Using money he had tucked away after inheriting the publishing rights to his mentor’s compositions, Ribot helped open the Frantz Casseus Young Guitarists Program in Port-au-Prince.
“They involve low income kids in music, providing them with instruments and instruction in classical guitar,” said Ribot. “It was perfect way to impact the situation there in a positive way and carry out Frantz’s wish to perpetuate the legacy of his music.”

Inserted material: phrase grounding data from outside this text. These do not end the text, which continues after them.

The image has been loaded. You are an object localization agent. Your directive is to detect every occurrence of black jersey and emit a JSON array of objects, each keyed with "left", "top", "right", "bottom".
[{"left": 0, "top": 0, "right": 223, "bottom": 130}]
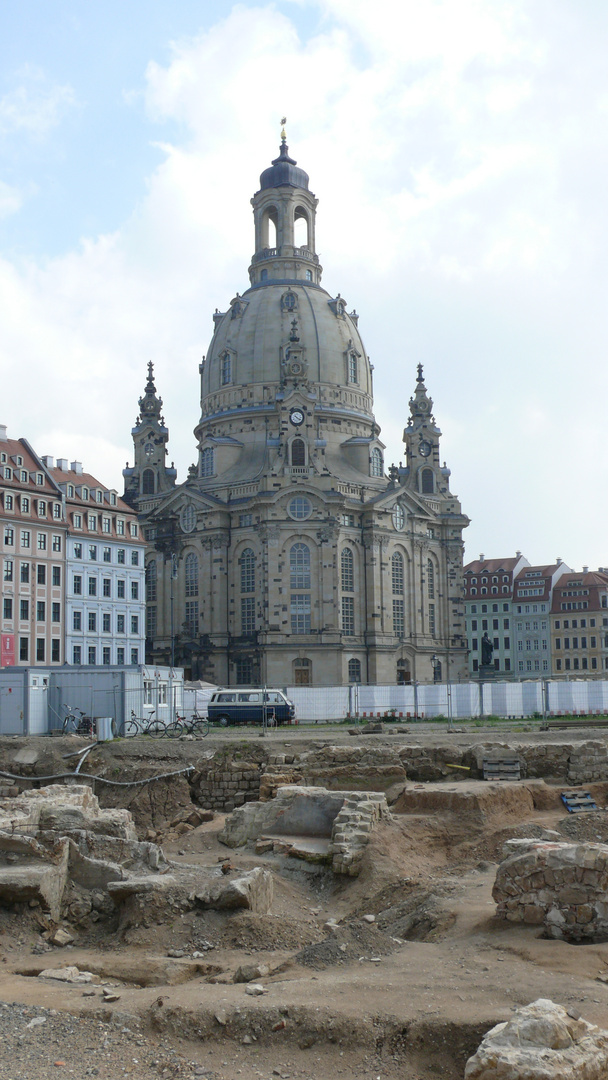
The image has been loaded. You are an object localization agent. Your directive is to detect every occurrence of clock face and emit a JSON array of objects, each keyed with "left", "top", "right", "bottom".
[
  {"left": 419, "top": 441, "right": 432, "bottom": 458},
  {"left": 144, "top": 442, "right": 154, "bottom": 459},
  {"left": 290, "top": 408, "right": 305, "bottom": 426}
]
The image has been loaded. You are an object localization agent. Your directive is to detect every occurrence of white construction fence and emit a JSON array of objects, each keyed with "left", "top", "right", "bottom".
[{"left": 183, "top": 679, "right": 608, "bottom": 725}]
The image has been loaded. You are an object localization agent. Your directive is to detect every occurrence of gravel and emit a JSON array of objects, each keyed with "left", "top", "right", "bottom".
[{"left": 0, "top": 1000, "right": 214, "bottom": 1079}]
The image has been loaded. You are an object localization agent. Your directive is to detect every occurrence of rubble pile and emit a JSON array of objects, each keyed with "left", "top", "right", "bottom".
[{"left": 493, "top": 837, "right": 608, "bottom": 941}]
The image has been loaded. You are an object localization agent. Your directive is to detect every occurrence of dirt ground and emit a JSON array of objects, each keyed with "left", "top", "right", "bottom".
[{"left": 3, "top": 728, "right": 608, "bottom": 1079}]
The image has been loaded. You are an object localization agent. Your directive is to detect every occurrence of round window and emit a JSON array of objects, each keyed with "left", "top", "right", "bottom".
[
  {"left": 181, "top": 505, "right": 196, "bottom": 533},
  {"left": 392, "top": 505, "right": 406, "bottom": 531},
  {"left": 288, "top": 496, "right": 312, "bottom": 521}
]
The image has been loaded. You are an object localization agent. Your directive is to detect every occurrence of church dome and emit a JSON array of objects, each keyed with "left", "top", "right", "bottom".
[{"left": 258, "top": 141, "right": 310, "bottom": 192}]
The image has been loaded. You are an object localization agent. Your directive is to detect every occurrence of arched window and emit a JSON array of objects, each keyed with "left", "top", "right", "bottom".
[
  {"left": 370, "top": 448, "right": 383, "bottom": 477},
  {"left": 427, "top": 559, "right": 435, "bottom": 599},
  {"left": 290, "top": 543, "right": 310, "bottom": 589},
  {"left": 348, "top": 658, "right": 362, "bottom": 684},
  {"left": 145, "top": 559, "right": 157, "bottom": 603},
  {"left": 421, "top": 468, "right": 434, "bottom": 494},
  {"left": 240, "top": 548, "right": 255, "bottom": 593},
  {"left": 348, "top": 353, "right": 358, "bottom": 383},
  {"left": 392, "top": 553, "right": 404, "bottom": 595},
  {"left": 185, "top": 553, "right": 198, "bottom": 597},
  {"left": 294, "top": 208, "right": 309, "bottom": 248},
  {"left": 305, "top": 269, "right": 313, "bottom": 281},
  {"left": 341, "top": 548, "right": 354, "bottom": 591},
  {"left": 221, "top": 354, "right": 231, "bottom": 385},
  {"left": 201, "top": 447, "right": 214, "bottom": 477},
  {"left": 291, "top": 439, "right": 306, "bottom": 467},
  {"left": 142, "top": 469, "right": 155, "bottom": 495}
]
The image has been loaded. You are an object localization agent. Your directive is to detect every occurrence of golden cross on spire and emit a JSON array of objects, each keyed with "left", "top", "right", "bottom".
[{"left": 280, "top": 116, "right": 287, "bottom": 142}]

The school has been successfully carrying out its mission for nearly four years now, but its funds are about to dry up. So Ribot organized the concert, which will take place at the Issue Project Room, to help raise some much-needed cash so the school can keep its doors open.
The show will feature performances of Casseus’s work by Ribot and fellow classical string-strummers Alberto Mesirca and Marc Mathelier, who were also schooled by the guitaring great. The line-up will also include all-brass group Trio Blastphemy and a set by Casseus’s great-nephew DJ Greg Caz — best known to Brooklyn audiences for his Sunday night “Brazilian Beat Brooklyn” parties at the now-shuttered Black Betty bar in Williamsburg.
The evening will also help to celebrate the release of a book of Casseus’s guitar works, which features newly discovered compositions.
“I inherited what few possessions Frantz had, including his record collection,” Ribot said. “Inside a Chopin box set was a notebook full of compositions, early drafts of finished work and a lot that were never recorded.”
Keeping Casseus’s music alive has been quite the labor of love for Ribot, but after finally visiting the school he helped found in Haiti last year, he is glad to see his work has not been in vain.
“The kids are fabulous,” he said. “All I can say is that it’s really inspiring and we really want it to continue.”
Benefit for the Frantz Casseus Young Guitarists Program at Issue Project Room [110 Livingston St. between Boerum Place and Court Street in Downtown (718) 330–0313]. June 16 at 7pm. $25.